Anyway, here’s the dump file:
Thanks
-
@Quazz Packet two is concerning…
Maybe try this?
port=0 log-dhcp tftp-root=/tftpboot dhcp-boot=undionly.kpxe,192.168.1.156,192.168.1.156 dhcp-no-override pxe-service=X86PC, "Boot from network", undionly dhcp-range=192.168.1.156,proxy
-
Will be interesting to see if Wayne’s suggestion will make a difference. From my experience the clients don’t care about ‘server host name’ being set or not! But give it a try and let us know.
For further reference here in this thread I try to describe what I see in the pcap file. Overall this looks pretty good to me. Client (‘vendor class’ = PXEClient…) broadcasts a DHCP discovery and gets two answers. One from the router (192.168.1.1) offering IP, netmask, DNS server etc. The other answer comes from dnsmasq running on the FOG server (192.168.1.156) and provides PXE boot information next-server pointing to itself and filename = undionly.0
Then the client sends a DHCP request to confirm the IP information and is presented a DHCP ACK from 192.168.1.1. All fine from what I can see.

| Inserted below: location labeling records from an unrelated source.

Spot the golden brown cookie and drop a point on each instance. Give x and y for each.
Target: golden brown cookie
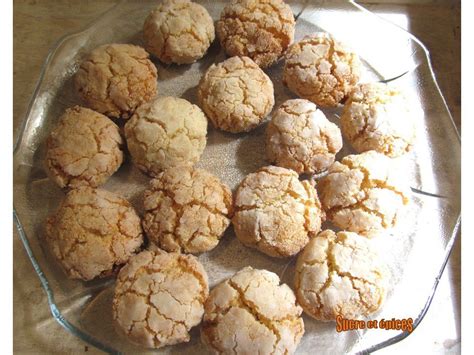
(159, 297)
(378, 117)
(187, 210)
(321, 69)
(300, 137)
(275, 212)
(340, 274)
(93, 232)
(84, 149)
(259, 29)
(114, 79)
(166, 132)
(236, 95)
(364, 194)
(178, 31)
(251, 313)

Then the client (192.168.1.26) requests undionly.0 via TFTP.After that first round of DHCP/TFTP from the NIC ROM we see another DHCP communication with very similar information being exchanged. This is iPXE requesting an IP. Looks good as well! Then iPXE receives default.ipxe
To sum things up: To me this looks pretty good! Now can you please try the exact same thing but bootup one of the clients that does not work…
-
I work in a small repairshop, things come and go at a fast pace, as soon as I come across one that doesn’t work again I’ll update this.
-
I have not come across this issue since starting this thread (I did update FOG somewhere after the start of the thread which included updates for the binaries)
At worst it will ask me to enter the IP address which is a small price to pay for peace of mind.
So I guess this can be considered solved for now.